Et elle te raconte toute l'histoire, qu'elle n'avait pas été motivée pour partir, qu'elle s'ennuyait là-bas, et que c'est là que son inconnu a débarqué. Elle te raconte qu'il a ravi son cœur, qu'elle n'avait jamais rencontré quelqu'un qui sache la comprendre aussi bien et aussi vite. Et à chaque mot qui sort de sa bouche, tu te demandes « pourquoi ? », et ton cœur se brise, et tu souffres, tu as mal, parce que tu te rends compte. Tu te rends compte que tu as étais trop long(ue). Tu te rappelles la lueur dans les yeux de cette personne lorsqu'elle te regardait deux mois plus tôt, et tu te dis que l'amour rend aveugle. Tu sais qu'elle t'aimait, maintenant, mais que c'est fini, que c'est trop tard et qu'elle est tombée pour un(e) autre que toi. Et tu as envie de crier, de hurler ta douleur. Tu te trouves con(e) de ne rien avoir vu avant, trop préoccupé que tu étais, par tes questions à la con. Alors, tu lui souris faussement et tu lui dis que tu es heureux(se) pour elle, tu lui souhaite tout le bonheur du monde, et elle te fait un câlin, mais elle continue de te cracher son bonheur à la figure, sans savoir que, derrière ton sourire, tu te déchires à chaque mot qu'elle prononce.

Tu l'écoutes toute la journée te raconter tous les détails de son aventure avec ce quelqu'un que tu ne connais pas, tu survis toute une journée, une trop longue journée, et le soir, tu rentres chez toi et tu t'enfermes dans ta chambre. Tu te jettes sur ton lit et tu cries dans ton oreiller, tu cries, et tu demandes « Pourquoi ?! ». Mais évidemment, personne n'est là pour te répondre. Tu te demandes si quelqu'un est en train de vivre la même chose que toi en ce moment même. Tu te dis « Probablement », ça te console un peu de savoir que tu n'es pas tout(e) seul(e) dans cette situation. Alors tu calme ta colère et tu te relèves, tu te dis que la semaine va vite passée.

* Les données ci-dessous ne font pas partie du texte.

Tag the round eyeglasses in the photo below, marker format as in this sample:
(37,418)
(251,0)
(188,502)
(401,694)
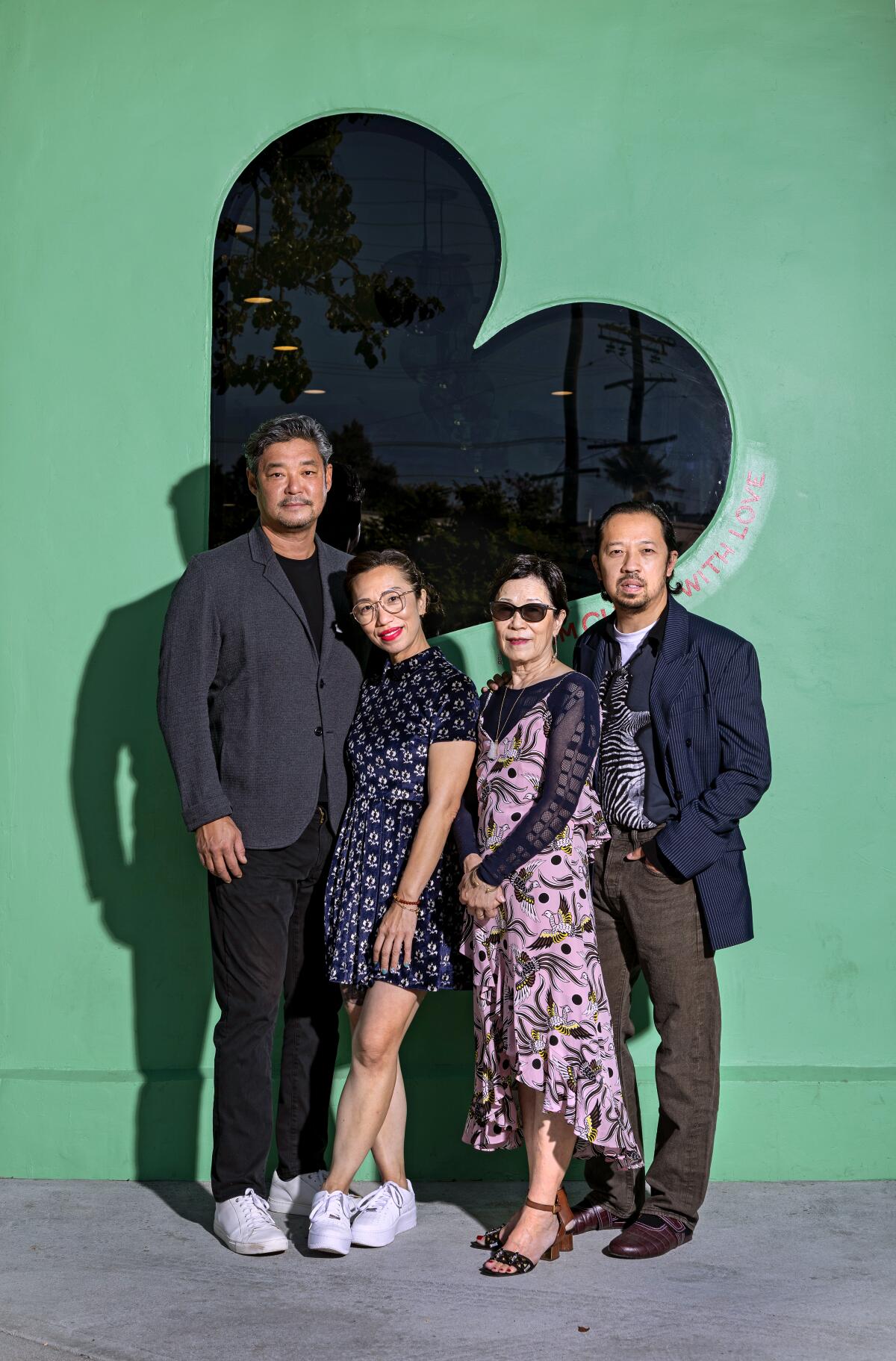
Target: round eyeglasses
(393,602)
(532,611)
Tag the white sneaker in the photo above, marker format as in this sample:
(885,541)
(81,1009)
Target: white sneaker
(380,1215)
(296,1195)
(246,1227)
(330,1222)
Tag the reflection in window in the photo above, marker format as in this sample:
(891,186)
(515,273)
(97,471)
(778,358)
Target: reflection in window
(355,261)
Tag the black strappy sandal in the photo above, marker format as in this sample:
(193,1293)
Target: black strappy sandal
(563,1243)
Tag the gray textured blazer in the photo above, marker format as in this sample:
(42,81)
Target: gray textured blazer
(248,709)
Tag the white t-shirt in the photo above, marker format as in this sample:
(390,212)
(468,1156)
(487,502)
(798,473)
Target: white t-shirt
(629,643)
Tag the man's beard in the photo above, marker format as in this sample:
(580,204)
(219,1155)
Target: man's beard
(302,523)
(635,605)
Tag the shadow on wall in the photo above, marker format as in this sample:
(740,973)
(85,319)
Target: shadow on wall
(142,868)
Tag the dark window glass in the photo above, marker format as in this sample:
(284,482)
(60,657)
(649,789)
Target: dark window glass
(379,251)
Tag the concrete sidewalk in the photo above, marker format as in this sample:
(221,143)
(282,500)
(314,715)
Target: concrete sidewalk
(115,1270)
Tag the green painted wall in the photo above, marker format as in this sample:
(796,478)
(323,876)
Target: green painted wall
(726,168)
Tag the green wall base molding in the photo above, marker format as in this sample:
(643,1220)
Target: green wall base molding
(775,1123)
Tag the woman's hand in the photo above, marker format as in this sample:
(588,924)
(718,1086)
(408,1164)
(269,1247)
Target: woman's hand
(395,935)
(481,900)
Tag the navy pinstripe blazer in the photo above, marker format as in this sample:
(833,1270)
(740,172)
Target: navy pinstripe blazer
(712,747)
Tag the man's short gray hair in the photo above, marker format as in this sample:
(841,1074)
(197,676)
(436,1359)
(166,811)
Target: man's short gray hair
(292,426)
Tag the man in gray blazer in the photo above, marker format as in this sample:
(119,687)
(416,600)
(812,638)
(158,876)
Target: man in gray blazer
(259,679)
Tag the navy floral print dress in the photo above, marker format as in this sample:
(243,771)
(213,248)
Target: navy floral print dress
(401,712)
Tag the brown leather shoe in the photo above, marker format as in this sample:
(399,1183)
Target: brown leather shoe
(593,1213)
(650,1236)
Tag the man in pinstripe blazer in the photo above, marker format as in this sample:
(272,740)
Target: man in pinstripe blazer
(684,756)
(259,681)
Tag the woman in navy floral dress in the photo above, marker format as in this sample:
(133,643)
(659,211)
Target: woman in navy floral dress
(393,915)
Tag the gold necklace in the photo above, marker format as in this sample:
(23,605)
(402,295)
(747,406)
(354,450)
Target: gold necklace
(497,737)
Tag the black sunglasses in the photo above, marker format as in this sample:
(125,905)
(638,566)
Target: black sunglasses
(532,611)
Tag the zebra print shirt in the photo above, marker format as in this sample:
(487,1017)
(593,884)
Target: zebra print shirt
(631,791)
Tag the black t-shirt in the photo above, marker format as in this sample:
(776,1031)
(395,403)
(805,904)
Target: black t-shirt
(304,577)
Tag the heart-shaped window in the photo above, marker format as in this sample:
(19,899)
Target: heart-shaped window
(357,259)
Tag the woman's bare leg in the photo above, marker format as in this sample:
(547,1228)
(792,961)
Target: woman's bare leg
(388,1146)
(527,1109)
(365,1100)
(549,1145)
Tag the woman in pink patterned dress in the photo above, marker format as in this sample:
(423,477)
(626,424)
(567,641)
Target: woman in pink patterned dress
(545,1065)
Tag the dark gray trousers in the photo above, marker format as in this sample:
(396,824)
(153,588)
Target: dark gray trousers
(647,924)
(267,941)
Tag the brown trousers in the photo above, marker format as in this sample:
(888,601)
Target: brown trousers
(647,924)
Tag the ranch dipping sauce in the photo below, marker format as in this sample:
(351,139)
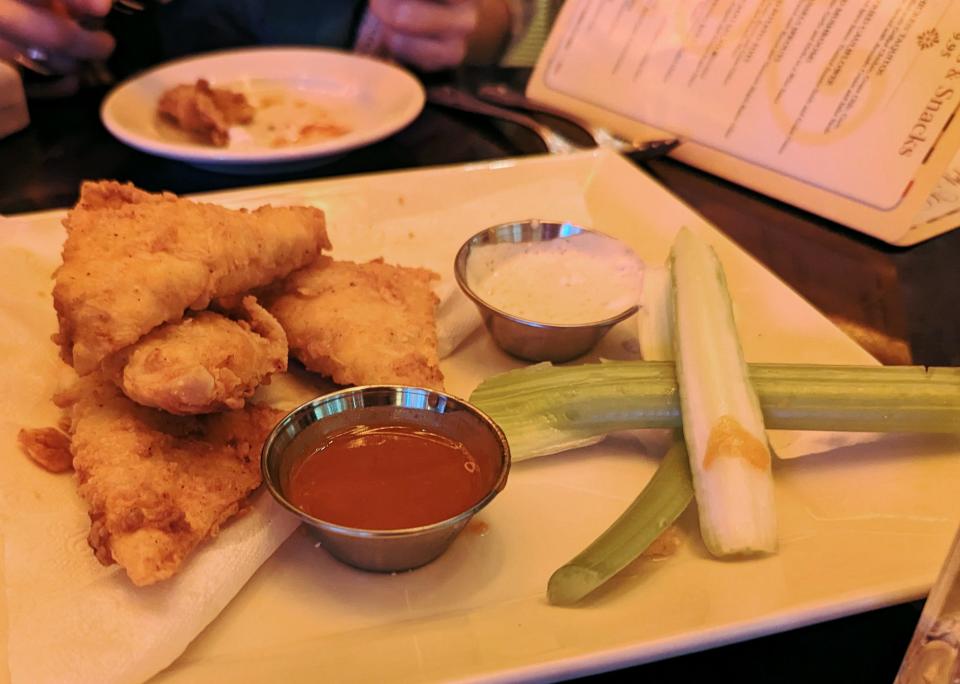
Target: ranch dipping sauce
(583,278)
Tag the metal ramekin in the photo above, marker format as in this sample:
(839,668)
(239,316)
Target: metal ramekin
(523,338)
(305,428)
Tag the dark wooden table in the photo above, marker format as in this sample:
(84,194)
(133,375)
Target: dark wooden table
(898,303)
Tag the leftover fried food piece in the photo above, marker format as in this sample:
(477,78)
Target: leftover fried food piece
(206,362)
(47,447)
(134,260)
(157,485)
(205,112)
(371,323)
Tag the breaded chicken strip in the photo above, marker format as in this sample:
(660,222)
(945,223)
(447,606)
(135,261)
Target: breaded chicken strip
(204,363)
(205,112)
(157,485)
(133,261)
(362,324)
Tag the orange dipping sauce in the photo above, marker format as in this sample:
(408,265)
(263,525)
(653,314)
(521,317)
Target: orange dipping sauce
(389,477)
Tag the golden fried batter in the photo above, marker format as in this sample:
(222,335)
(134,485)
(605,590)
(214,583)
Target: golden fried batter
(47,447)
(206,113)
(361,324)
(157,485)
(133,261)
(204,363)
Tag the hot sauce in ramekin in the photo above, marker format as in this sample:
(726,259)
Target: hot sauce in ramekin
(389,477)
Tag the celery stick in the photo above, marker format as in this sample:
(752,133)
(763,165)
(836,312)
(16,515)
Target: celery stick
(722,421)
(546,409)
(661,502)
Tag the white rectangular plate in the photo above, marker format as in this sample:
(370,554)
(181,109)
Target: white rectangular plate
(860,527)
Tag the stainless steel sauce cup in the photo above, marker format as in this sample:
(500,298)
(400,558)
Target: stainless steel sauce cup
(307,427)
(526,339)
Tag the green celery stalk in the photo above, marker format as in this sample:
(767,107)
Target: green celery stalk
(545,409)
(661,502)
(722,422)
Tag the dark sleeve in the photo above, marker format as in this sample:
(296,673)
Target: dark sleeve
(167,30)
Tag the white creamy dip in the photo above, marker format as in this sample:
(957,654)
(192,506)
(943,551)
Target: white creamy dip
(583,278)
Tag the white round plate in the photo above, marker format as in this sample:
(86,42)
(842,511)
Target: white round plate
(371,98)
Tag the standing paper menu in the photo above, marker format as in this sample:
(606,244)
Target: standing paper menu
(843,108)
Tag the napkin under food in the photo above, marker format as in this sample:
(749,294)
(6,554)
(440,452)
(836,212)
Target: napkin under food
(68,617)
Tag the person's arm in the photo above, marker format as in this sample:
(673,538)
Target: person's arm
(49,32)
(489,39)
(438,34)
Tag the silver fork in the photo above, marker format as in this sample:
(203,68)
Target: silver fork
(508,97)
(448,96)
(35,59)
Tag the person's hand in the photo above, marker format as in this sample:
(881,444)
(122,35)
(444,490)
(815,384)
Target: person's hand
(428,34)
(48,31)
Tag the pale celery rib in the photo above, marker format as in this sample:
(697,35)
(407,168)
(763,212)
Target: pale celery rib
(661,502)
(546,409)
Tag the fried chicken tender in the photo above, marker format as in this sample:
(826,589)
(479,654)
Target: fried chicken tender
(205,112)
(134,260)
(158,485)
(371,323)
(204,363)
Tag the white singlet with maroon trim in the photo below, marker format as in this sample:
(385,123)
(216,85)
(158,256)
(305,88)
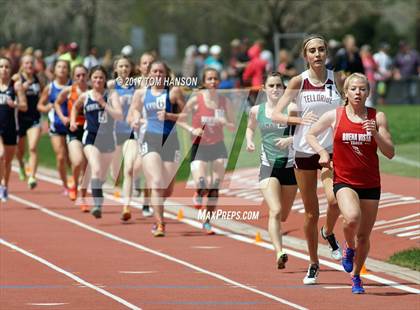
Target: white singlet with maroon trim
(318,99)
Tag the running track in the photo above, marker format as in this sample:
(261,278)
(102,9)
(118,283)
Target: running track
(52,256)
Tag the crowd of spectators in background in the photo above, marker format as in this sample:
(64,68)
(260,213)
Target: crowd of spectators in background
(246,63)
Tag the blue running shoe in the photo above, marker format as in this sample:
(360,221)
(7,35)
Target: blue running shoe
(347,260)
(357,287)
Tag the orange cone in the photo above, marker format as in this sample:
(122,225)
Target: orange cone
(258,237)
(364,270)
(180,214)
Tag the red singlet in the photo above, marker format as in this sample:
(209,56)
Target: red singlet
(355,159)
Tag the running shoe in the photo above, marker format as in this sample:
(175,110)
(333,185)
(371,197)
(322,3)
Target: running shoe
(32,183)
(126,214)
(22,174)
(96,212)
(207,228)
(357,287)
(147,211)
(334,245)
(311,275)
(158,230)
(282,258)
(347,260)
(73,193)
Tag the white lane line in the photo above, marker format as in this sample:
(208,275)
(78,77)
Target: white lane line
(266,245)
(69,274)
(151,251)
(396,224)
(398,230)
(137,272)
(383,222)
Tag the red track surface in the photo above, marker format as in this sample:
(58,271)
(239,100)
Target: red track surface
(165,284)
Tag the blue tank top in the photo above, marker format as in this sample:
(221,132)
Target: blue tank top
(126,95)
(55,121)
(153,104)
(32,96)
(7,114)
(97,119)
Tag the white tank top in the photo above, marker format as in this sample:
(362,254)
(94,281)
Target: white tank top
(318,99)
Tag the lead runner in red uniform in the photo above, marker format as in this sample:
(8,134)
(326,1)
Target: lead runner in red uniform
(358,132)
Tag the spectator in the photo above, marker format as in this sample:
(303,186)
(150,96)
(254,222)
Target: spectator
(407,68)
(348,58)
(91,60)
(286,67)
(370,68)
(51,59)
(384,72)
(72,55)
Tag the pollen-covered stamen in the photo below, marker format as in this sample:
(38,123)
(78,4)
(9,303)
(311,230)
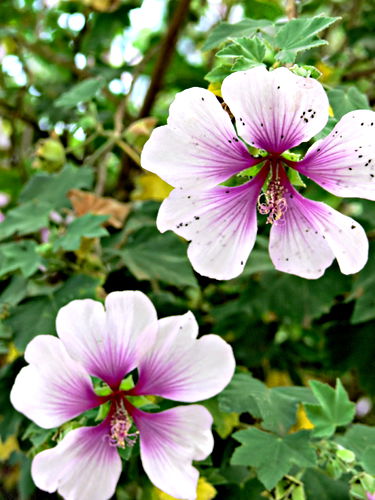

Le lendemain, tu quittes une nouvelle fois ta maison, une boule au ventre. Tu ne sais pas si c'est la peur de devoir encore une fois affronter cette personne et son bonheur, ou si c'est la faim qui te ronge les entrailles. Car tu n'as pas mangé depuis hier soir, tu avais l'impression que tout avait un goût de merde dans ta bouche, malgré que tu n'en aies jamais mangé. Tu te dis que ça doit probablement avoir ce goût-là. Alors tu fais le chemin pour aller à ton lycée, devenu le pire endroit du monde depuis la veille. La journée passe, et le soir, tu t'enfermes à nouveau dans ta chambre, tu n'as pas non plus mangé à midi, la simple vue de la nourriture te dégoûtait. Tu as des crampes au ventre, tu as mal au crâne. Tu te claques la tête contre la porte de ta chambre et tu cries. Puis tu te mets à pleurer, imaginant la personne que tu aimes rire sur Skype avec la personne qui te l'a prise. Tu te sens mal, tu as l'impression qu'on t'a trahi, que quelqu'un se fout de ta gueule.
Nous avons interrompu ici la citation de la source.